Nemenhat frunció el ceño a la vez que le dirigía su mirada más glacial.

—Me temo que el sol del camino te ha confundido algo el entendimiento; quizá deberías refrescarte un poco y luego podremos hacer negocios.

—No necesito refrescarme para hacer negocios contigo —dijo el extranjero con cierto desdén—, son seis deben por los cinco cestos.

—Sigues empecinado en tu error —replicó Nemenhat muy sereno—. El trato era de diez deben por los cinco cestos.

Enseguida el extraño se llevó las manos a la cabeza en señal de incredulidad.

—Estás loco —respondió con un claro tono de desprecio—. Ese precio es un insulto.
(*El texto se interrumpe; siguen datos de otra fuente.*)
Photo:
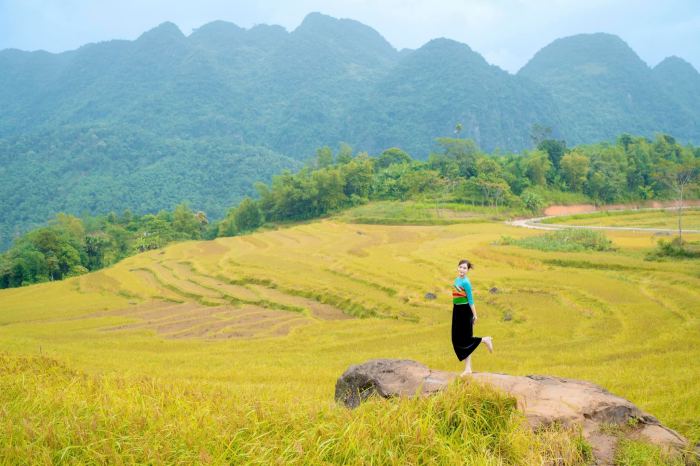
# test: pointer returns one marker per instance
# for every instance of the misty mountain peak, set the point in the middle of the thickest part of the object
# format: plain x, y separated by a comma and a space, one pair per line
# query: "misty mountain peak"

—No, el tuyo lo es; el mío es el pactado.

—Si quieres los diez deben —alegó mientras cruzaba los brazos—, tendrás que ir a por los tres canastos que faltan.

—Ni lo sueñes; yo no iré a ninguna parte. Cinco son los cestos, ¿los tomas o los dejas?

El rabadán empezó a vociferar en una lengua extraña y hacer aspavientos.

—¡Seis deben! —indicaba con el dedo índice extendido—. Seis deben es todo lo que te daré por tu pan. Mi oferta es más que generosa.

Ante aquel revuelo se aproximaron el resto de los pastores, así como los caminantes que por allí descansaban.

—Fijaos —gritaba con los ojos desmesuradamente abiertos—, pretende que le dé diez deben por su pan.

—Naturalmente, puesto que fue lo convenido.

Aquel tipo se quedó un momento pensativo mientras volvía a acariciarse la barba; luego se acercó al muchacho y comenzó a golpear suavemente el suelo con su largo cayado.

—Te diré lo que vamos a hacer. Tú me darás los cestos y yo los seis deben; y después te marcharás a casa.

Los pastores que le rodeaban rieron con estrépito.

—¿De dónde eres, amigo? —preguntó Nemenhat.

—Eso no importa —contestó tras unos instantes de silencio.

—Te equivocas, pues me gusta saber con quién trato. Hubo un evidente momento de incomodidad antes de responder.

—Soy amorrita.

—¿Amorrita?; ahora lo entiendo. En tu tierra el precio del pan es el que dices, porque es malo; el peor según tengo entendido. En cambio aquí disponemos del mejor trigo, por lo que nuestro pan es bueno. Por eso es más caro, ¿comprendes?